Kemiskinan di Indonesia dalam angka

Badan Pusat Statistik (BPS) membuat publikasi bahwa pada bulan Maret 2017, jumlah penduduk miskin (penduduk dengan pengeluaran per kapita per bulan di bawah garis kemiskinan) di Indonesia mencapai 27,77 juta orang (10,64 persen), bertambah sebesar 6,90 ribu orang dibandingkan dengan kondisi September 2016 yang sebesar 27,76 juta orang (10,70 persen). Persentase penduduk miskin di daerah perkotaan pada September 2016 sebesar 7,73 persen, turun menjadi 7,72 persen pada Maret 2017. Sementara, persentase penduduk miskin di daerah perdesaan pada September 2016 sebesar 13,96 persen, turun menjadi 13,93 persen pada Maret 2017. Selama periode September 2016 s.d. Maret 2017, jumlah penduduk miskin di daerah perkotaan naik sebanyak 188,19 ribu orang (dari 10,49 juta orang pada September 2016 menjadi 10,67 juta orang pada Maret 2017). Sementara, di daerah perdesaan turun sebanyak 181,29 ribu orang (dari 17,28 juta orang pada September 2016 menjadi 17,10 juta orang pada Maret 2017).
Lebih jauh, BPS menyimpulkan bahwa peranan komoditi makanan terhadap garis kemiskinan jauh lebih besar dibandingkan peranan komoditi bukan makanan (perumahan, sandang, pendidikan, dan kesehatan). Sumbangan garis kemiskinan makanan terhadap garis kemiskinan pada Maret 2017 tercatat sebesar 73,31 persen. Kondisi ini tidak jauh berbeda dengan kondisi September 2016 yaitu sebesar 73,19 persen. Jenis komoditi makanan yang berpengaruh besar terhadap nilai garis kemiskinan di perkotaan maupun di perdesaan adalah beras, rokok kretek filter, telur ayam ras, daging ayam ras, mie instan, gula pasir, kopi bubuk dan kopi instan (sachet), dan bawang merah. Sementara itu, untuk komoditi bukan makanan yang besar pengaruhnya adalah biaya perumahan, listrik, bensin, pendidikan, angkutan, kesehatan, dan perlengkapan mandi.
Untuk mengukur kemiskinan, BPS menggunakan konsep kemampuan memenuhi kebutuhan dasar (basic needs approach). Dengan pendekatan ini, kemiskinan dipandang sebagai ketidakmampuan dari sisi ekonomi untuk memenuhi kebutuhan dasar makanan dan bukan makanan yang diukur dari sisi pengeluaran.
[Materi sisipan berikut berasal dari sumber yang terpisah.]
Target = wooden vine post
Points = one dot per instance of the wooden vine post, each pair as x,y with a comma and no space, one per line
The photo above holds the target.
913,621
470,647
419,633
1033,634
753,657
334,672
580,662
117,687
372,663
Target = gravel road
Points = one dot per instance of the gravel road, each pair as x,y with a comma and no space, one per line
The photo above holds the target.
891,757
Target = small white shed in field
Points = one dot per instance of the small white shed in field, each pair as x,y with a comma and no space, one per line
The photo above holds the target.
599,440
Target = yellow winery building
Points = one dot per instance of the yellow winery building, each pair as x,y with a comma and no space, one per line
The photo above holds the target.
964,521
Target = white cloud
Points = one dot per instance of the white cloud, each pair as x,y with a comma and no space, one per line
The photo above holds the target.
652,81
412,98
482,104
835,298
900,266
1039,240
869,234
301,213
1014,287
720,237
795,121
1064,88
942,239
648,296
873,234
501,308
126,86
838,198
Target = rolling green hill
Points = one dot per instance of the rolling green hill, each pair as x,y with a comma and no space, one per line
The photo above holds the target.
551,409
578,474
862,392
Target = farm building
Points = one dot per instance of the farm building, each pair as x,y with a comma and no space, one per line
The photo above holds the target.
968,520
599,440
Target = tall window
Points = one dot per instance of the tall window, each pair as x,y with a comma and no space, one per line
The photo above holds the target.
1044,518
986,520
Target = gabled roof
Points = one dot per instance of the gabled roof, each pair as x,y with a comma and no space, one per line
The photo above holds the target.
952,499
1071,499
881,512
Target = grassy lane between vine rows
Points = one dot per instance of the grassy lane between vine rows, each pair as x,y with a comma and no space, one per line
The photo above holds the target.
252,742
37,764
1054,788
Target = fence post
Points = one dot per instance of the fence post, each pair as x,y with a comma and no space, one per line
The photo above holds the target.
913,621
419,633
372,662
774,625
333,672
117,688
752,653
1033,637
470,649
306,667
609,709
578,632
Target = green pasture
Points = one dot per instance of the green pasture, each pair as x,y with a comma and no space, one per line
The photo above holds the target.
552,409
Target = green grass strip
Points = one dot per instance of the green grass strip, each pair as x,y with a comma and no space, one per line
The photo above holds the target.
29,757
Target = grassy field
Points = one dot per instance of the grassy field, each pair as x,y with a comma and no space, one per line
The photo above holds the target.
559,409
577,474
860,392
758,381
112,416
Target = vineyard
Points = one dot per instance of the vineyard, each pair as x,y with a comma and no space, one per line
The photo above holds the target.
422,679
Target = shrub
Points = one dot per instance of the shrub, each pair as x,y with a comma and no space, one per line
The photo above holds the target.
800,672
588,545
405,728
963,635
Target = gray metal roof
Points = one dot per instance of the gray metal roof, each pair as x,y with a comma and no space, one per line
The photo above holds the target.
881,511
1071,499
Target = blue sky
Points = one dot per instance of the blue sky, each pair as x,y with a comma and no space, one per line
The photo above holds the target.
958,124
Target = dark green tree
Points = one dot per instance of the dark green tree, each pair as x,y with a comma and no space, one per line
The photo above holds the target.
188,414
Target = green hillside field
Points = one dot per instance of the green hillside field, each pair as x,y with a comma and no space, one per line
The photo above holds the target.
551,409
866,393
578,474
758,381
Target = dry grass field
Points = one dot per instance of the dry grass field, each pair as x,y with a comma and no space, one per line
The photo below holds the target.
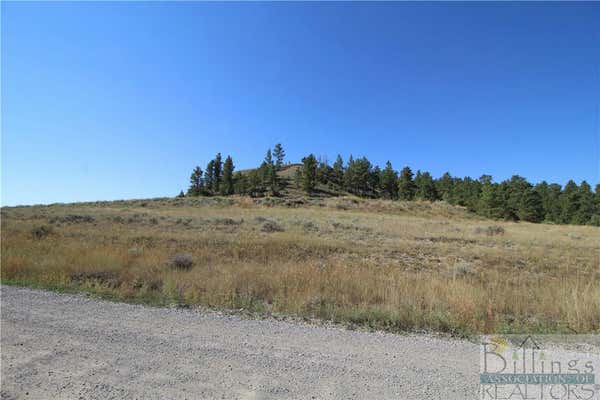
380,264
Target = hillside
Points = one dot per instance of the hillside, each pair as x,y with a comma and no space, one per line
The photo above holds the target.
392,265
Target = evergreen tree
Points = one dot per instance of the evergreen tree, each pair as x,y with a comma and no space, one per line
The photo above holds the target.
218,171
569,203
309,173
227,184
209,176
349,175
468,192
490,204
374,178
195,188
425,187
532,208
550,194
255,187
337,175
358,177
406,185
323,171
279,155
517,188
445,187
586,204
388,182
240,183
269,174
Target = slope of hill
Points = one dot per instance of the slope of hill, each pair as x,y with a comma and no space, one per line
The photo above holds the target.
375,263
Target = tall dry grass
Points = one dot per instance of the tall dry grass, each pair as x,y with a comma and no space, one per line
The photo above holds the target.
395,266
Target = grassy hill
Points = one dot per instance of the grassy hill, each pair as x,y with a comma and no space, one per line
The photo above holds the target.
388,265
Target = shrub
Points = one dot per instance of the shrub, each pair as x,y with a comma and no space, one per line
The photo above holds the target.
491,230
40,232
181,261
271,226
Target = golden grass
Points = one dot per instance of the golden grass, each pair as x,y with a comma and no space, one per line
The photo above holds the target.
388,265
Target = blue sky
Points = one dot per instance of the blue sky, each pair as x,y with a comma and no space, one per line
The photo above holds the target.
121,100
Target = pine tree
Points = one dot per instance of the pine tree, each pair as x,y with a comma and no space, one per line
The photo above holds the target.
445,187
517,188
255,183
209,176
195,188
240,183
279,155
323,170
550,194
374,178
337,174
490,203
532,208
269,174
218,171
586,204
569,203
309,173
388,182
406,185
425,187
227,184
349,175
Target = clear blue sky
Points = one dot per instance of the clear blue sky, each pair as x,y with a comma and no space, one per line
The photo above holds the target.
121,100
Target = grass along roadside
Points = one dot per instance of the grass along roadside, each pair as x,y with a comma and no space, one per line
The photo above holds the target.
378,264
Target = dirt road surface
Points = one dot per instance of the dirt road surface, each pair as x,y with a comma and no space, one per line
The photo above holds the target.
57,346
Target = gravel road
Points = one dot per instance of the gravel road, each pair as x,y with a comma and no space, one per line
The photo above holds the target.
72,347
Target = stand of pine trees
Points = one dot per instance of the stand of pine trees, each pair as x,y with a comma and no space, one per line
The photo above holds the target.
513,199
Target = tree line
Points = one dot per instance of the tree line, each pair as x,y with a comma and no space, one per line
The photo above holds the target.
513,199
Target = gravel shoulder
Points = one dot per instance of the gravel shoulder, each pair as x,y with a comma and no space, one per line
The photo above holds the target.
70,347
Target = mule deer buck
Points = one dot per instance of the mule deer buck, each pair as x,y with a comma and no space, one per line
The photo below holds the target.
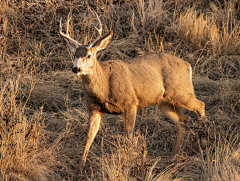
124,86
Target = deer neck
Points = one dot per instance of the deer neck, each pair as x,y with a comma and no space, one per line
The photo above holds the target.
95,83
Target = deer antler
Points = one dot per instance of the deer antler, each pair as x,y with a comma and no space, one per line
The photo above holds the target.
99,31
67,34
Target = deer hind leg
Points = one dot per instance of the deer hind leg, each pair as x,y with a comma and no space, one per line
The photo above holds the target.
174,113
129,117
94,123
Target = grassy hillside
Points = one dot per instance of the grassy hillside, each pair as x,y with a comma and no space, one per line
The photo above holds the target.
43,116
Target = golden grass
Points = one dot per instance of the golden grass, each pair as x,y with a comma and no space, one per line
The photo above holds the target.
43,115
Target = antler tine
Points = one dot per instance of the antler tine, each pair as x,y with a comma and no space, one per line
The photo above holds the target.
99,31
67,34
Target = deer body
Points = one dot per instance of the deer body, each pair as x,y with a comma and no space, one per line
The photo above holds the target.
124,86
118,84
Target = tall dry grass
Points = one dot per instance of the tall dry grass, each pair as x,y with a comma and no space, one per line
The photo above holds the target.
24,154
43,113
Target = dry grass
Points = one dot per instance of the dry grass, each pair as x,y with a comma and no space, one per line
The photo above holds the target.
43,114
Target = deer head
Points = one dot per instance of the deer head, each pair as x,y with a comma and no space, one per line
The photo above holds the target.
85,55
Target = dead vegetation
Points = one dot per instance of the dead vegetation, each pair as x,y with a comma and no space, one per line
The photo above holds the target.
42,110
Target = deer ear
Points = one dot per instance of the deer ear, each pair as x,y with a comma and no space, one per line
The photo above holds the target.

Jadi penduduk miskin adalah penduduk yang memiliki rata-rata pengeluaran perkapita perbulan dibawah garis kemiskinan.
Lebih detil, konsep garis kemiskinan (GK) merupakan penjumlahan dari garis kemiskinan makanan (GKM) dan garis kemiskinan non makanan (GKNM). Penduduk yang memiliki rata-rata pengeluaran perkapita per bulan dibawah garis kemiskinan dikategorikan sebagai penduduk miskin. GKM merupakan nilai pengeluaran kebutuhan minimum makanan yang disetarakan dengan 2100 kilokalori perkapita perhari. Paket komoditi kebutuhan dasar makanan diwakili oleh 52 jenis komoditi (padi-padian, umbi-umbian, ikan, daging, telur dan susu, sayuran, kacang-kacangan, buah-buahan, minyak dan lemak, dll). Sedangkan GKNM adalah kebutuhan minimum untuk perumahan, sandang, pendidikan dan kesehatan. Paket komoditi kebutuhan dasar non makanan diwakili oleh 51 jenis komoditi di perkotaan dan 47 jenis komoditi di pedesaan. Untuk mengetahui perhitungan lebih rinci mengenai konsep penetapan angka kemiskinan, silahkan kunjungi website resmi BPS di www.bps.go.id.

Solusi kemiskinan
Bagi pemerintah, tentu kemiskinan merupakan masalah yang harus ditangani. Bukti empiris menunjukkan bahwa kemiskinan berkaitan dengan berbagai masalah sosial lainnya. Motif ekonomi kerap kali menjadi alasan orang melakukan pencurian, perampokan, bahkan pembunuhan. Bukan hanya itu, masalah kesehatan dan pendidikan yang bermuara kepada kualitas sumber daya manusia juga dapat terdampak oleh faktor kemiskinan.
Kembali lagi, kemiskinan bisa saja menjadi bukan masalah bagi sebagian orang tertentu yang tidak terlalu mementingkan materi di dalam tujuan hidupnya. Di sisi lain, data statistik sebagaimana tersebut di atas yang dijadikan bahan pertimbangan untuk menentukan definisi kemiskinan masih sarat dengan komponen kebutuhan material.  Secara teori di atas kertas yang dituangkan dalam bentuk kebijakan, akan terlihat mudah untuk mengatasi masalah kemiskinan jenis ini, misalnya dengan meningkatkan transfer atau belanja ke daerah rawan kemiskinan serta meningkatkan pembangunan infrastruktur di desa dan daerah pedalaman lainnya maupun di lingkungan kumuh perkotaan.
Solusi akan menjadi lebih rumit ketika kemiskinan memang dianggap sesuatu yang tidak menjadi masalah bagi sebagian atau sekelompok orang. Secara diri pribadi, mereka tidak ada keinginan untuk mengentaskan diri dari garis kemiskinan. Tidak ada solusi yang perlu dilakukan apabila mereka secara individu maupun kelompok sepakat bahwa kemiskinan bukan masalah bagi lingkungan internal maupun lingkungan eksternal. Namun siapa yang menjamin?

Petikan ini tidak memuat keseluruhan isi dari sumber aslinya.